Early bird gets the dollars

03 Mar, 2010 04:00 AM
MARCH may seem a trifle early to be planning the year’s grain marketing, with more farmers concerned with cleaning seed and ensuring input orders are on track than planning where to sell crops that have to get through the notoriously fickle Victorian season.

However, Southern Quality Produce (SQP) is offering a product that may make growers sit up and take notice, with premiums of up to $20 a tonne for wheat, $15/t for barley and $22/t for canola for deliveries to its pools as part of its Early Order Premium (EOP) program.

Importantly, the marketer has also included provisions for production failure, so farmers are not liable for massive wash-out costs.

SQP managing director Ben Fleay said there were tailored maximum cancellation fees of between $15-20/t to allow farmers to manage production risk.

He said the EOP program was designed to give growers access to an innovative product.

“We are at the forefront of grain pool innovation, and year after year tailor our EOP program to meet our grower customers’ specific needs, with the aim of delivering optimum returns and minimised risk,” he said.

“Once again, we are offering a limited exclusive offer to our grower customers who delivered to us last year through the 2009/10 EOP.
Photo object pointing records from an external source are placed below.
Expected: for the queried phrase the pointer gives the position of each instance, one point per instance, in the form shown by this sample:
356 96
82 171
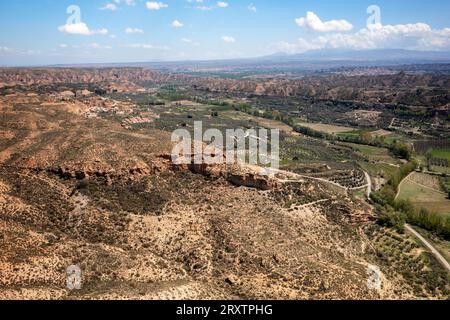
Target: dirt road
436 253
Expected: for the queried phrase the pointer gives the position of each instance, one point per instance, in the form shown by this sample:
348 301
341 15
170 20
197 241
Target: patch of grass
441 153
422 197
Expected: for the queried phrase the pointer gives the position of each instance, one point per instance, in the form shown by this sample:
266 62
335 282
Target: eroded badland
86 179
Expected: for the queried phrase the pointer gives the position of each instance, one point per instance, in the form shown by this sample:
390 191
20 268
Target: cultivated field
423 191
327 128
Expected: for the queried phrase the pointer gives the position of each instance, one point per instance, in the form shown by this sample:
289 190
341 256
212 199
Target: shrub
393 219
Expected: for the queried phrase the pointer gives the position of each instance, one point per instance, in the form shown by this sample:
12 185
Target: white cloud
177 24
313 22
417 36
81 29
190 41
109 6
151 5
252 7
134 30
228 39
5 50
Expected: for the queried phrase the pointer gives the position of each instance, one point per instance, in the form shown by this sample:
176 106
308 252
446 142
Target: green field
326 128
374 153
422 196
441 153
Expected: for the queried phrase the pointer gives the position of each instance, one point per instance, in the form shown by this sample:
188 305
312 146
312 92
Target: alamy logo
73 280
253 147
374 278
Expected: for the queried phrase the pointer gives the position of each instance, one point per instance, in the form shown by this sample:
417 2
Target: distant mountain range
310 60
363 55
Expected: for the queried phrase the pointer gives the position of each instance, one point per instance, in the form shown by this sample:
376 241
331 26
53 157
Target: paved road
369 184
401 184
436 253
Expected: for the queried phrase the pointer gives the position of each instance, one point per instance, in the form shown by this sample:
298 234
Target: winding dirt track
436 253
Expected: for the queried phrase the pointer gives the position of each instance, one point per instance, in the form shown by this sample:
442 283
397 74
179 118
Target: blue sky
37 31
“We expect to be oversubscribed again this year, so we are encouraging growers to sign up early.”

The first round of EOP subscriptions closes on March 19.

Mr Fleay said he was pleased with SQP’s pool returns in 2009-10, pointing out the difference in performance between the SQP pools and selling at harvest.

“There was a significant advantage in participating in our pools, as opposed to selling for cash at harvest.”

Another innovation used by SQP to attract tonnage is the chance to lock in a minimum guaranteed pool return should growers wish to limit their exposure to further downside in the market.

Anyone who takes the contract this month will be able to use all or part of their EOP to set themselves a minimum price, working along the principles of a put option.

“The current market conditions are probably unattractive to growers locking in a guaranteed minimum return price at the price levels on offer at the moment, but we’ll review it again in April,” Mr Fleay said.